Further measures to promote opening up aim to turn China into the world’s best place to do business, according to a former vice-minister of commerce.
“All opening measures to be introduced point to the ultimate goal. The government hopes to let China become the best place to do business and invest,” said Wei Jianguo, a former vice-minister of commerce, and vice-chairman of the China Center for International Economic Exchanges.
China ranked 78 among 190 economies in the ease of doing business index, according to the World Bank’s Doing Business 2018 report.
He said China will take gradual and cautious steps to achieve the goal, but some “bold” steps will be taken in the free trade zones.
“They are expected to beat all other large free trade regions such as in Singapore,” he said.
More trials to remove barriers for foreign investors are expected in Hainan, according to Wei.
Earlier this month, the central government issued a guideline to establish a free-trade zone in Hainan by 2020, with plans to build a free trade port and encourage more foreign investment.

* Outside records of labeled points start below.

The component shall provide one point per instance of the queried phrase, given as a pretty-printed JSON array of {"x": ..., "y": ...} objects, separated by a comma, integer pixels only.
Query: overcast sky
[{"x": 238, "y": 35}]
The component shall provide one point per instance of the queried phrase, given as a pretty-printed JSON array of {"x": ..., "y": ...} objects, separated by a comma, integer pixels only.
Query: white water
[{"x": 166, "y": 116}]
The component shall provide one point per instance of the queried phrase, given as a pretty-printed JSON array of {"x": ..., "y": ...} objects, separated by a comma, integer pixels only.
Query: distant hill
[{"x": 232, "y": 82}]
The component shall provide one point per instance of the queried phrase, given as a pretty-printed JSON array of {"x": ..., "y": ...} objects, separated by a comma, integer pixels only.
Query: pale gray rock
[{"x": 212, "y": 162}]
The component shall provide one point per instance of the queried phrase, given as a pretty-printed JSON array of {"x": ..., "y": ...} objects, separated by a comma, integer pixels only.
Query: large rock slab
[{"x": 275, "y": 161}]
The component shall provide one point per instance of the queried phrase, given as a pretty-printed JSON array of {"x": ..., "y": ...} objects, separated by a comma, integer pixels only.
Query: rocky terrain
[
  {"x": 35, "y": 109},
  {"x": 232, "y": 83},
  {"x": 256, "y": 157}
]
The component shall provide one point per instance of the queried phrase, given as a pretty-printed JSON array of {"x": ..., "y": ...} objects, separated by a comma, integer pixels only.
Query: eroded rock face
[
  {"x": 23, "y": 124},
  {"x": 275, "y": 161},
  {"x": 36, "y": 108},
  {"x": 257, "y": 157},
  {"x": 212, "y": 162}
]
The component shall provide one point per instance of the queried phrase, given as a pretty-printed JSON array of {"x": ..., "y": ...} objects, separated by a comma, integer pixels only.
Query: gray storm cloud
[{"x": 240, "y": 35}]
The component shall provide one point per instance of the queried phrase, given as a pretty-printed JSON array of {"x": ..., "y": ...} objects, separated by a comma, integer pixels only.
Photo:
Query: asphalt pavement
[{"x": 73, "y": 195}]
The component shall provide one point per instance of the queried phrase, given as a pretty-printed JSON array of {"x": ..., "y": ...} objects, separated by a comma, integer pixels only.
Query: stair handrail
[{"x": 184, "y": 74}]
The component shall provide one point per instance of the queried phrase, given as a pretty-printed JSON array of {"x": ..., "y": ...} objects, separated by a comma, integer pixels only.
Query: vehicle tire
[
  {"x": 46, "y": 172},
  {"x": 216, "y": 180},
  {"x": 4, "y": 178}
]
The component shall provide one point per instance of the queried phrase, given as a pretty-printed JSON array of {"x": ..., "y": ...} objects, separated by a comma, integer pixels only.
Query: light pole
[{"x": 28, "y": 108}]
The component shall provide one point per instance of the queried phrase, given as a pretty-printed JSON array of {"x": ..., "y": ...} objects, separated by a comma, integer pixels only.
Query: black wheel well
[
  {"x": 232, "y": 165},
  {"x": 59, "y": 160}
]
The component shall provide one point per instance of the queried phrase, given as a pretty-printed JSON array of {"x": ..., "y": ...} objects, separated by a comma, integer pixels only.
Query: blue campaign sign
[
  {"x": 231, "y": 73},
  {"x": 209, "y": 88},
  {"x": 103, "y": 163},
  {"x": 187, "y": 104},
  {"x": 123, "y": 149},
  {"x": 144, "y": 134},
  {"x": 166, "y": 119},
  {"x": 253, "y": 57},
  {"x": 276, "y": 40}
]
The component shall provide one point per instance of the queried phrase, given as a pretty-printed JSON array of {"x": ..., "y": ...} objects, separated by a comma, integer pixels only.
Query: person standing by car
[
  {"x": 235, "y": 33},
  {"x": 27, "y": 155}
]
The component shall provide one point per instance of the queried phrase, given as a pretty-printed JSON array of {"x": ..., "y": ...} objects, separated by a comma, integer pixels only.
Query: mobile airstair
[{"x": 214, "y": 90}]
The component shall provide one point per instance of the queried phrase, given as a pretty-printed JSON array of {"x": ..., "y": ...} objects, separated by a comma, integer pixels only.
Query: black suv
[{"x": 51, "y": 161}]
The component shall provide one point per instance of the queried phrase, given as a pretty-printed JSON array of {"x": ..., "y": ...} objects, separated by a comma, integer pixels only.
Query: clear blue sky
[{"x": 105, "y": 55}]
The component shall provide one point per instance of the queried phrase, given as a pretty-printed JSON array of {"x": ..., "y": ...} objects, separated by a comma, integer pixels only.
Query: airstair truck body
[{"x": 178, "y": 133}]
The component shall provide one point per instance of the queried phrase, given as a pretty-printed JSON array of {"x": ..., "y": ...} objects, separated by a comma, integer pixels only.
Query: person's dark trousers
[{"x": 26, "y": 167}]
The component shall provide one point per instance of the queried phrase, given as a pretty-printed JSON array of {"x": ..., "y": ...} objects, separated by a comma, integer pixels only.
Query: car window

Chi Fulin, president of the China Institute for Reform and Development, wrote in an article published earlier this week that a shortened negative list for Hainan should be introduced, where it has the least number of areas restricted for foreign investors compared to other free trade zones in China.
All sectors will open to foreign investors except for those outlined in the negative list.
Further opening up measures to be introduced will ensure all domestic and foreign players compete on an equal footing “in every aspect”, said Wei.
“It means all market players will benefit from the same level of preferential policies in tax cuts, logistics, and enjoy the same level of intellectual property protection,” he said.
Earlier this month, the National Development and Reform Commission said the government would introduce two new negative lists, one that applies to free trade zones, including bolder opening up policies, and another for the rest of the nation.
China has accelerated the pace this year of removing administrative controls and lowering the threshold for market access.
Apart from measures to promote opening up in the financial and automobile sectors, a string of opening up policies will cover industries such as energy, resources, infrastructure, transportation, logistics and professional services, according to the commission.